Your SvelteKit SEO audit dashboard is ready. Let's deploy it. Both Firebase and Vercel are solid options, each with a different adapter.

Option A: Deploy to Firebase

Firebase Hosting handles static assets while Cloud Functions run your server routes. Install the Firebase adapter and CLI:

npm install -D svelte-adapter-firebase
npm install -g firebase-tools

Update svelte.config.js to use the Firebase adapter:

svelte.config.js
import adapter from 'svelte-adapter-firebase';

export default {
  kit: {
    adapter({
      esbuildBuildOptions(defaultOptions) {
        defaultOptions.platform = 'node';
        return defaultOptions;
      }
    })
  }
};

Then configure firebase.json:

firebase.json
{
  "hosting": {
    "public": "build",
    "ignore": ["firebase.json", "**/node_modules/**"],
    "rewrites": [{
      "source": "**",
      "function": "svelteKit"
    }]
  },
  "functions": {
    "source": "build/functions"
  }
}

Set environment variables in Firebase:

firebase functions:config:set \
  seopeek.api_key="your_api_key" \
  seopeek.base_url="https://us-central1-todd-agent-prod.cloudfunctions.net/seopeekApi"

# Build and deploy
npm run build
firebase deploy --only hosting,functions

Option B: Deploy to Vercel

Vercel has first-class SvelteKit support through adapter-auto, which detects the platform automatically:

# Install the auto adapter (default in new projects)
npm install -D @sveltejs/adapter-auto

# Set environment variables in Vercel dashboard or CLI
vercel env add SEOPEEK_API_KEY
vercel env add SEOPEEK_BASE_URL

# Deploy
vercel --prod

Environment variables: Both platforms support encrypted environment variables. Never commit API keys to your repository. SvelteKit's $env/static/private import ensures keys are only available in server-side code (+server.ts, +page.server.ts, and +layout.server.ts files).

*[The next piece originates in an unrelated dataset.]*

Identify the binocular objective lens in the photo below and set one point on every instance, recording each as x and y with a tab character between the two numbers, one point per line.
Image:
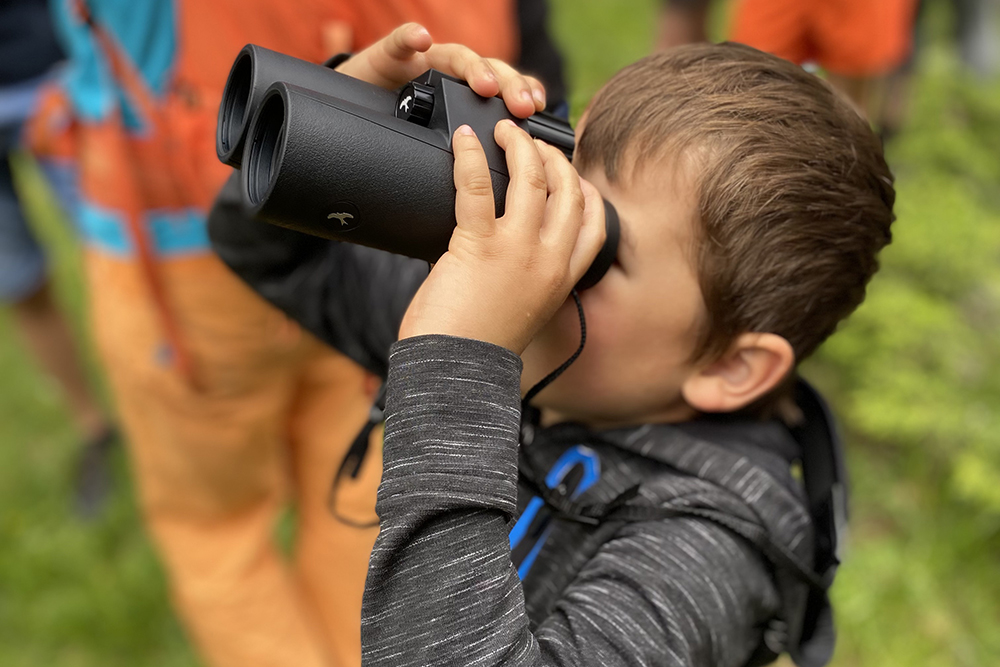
265	149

Summary of the complete file structure

src/
  lib/
    seopeek.ts                # API client with types
    components/
      AuditForm.svelte        # URL input with validation
      ScoreRing.svelte         # Animated SVG score
      CheckList.svelte         # Color-coded check results
      BatchScanner.svelte      # Multi-URL scanner
      ScoreTrend.svelte        # History trend chart
    stores/
      auditHistory.ts          # localStorage-backed store
  routes/
    +page.svelte               # Main dashboard page
    api/
      audit/
        +server.ts             # API proxy route

What to Build Next

With the core dashboard working, here are natural extensions:

The SEOPeek API handles the heavy lifting of crawling pages and running 20 SEO checks. Your SvelteKit dashboard provides the fast, reactive interface. Combined, they give you a Svelte SEO monitoring tool that's cheaper to run than SEOptimer or Seobility, and fully under your control.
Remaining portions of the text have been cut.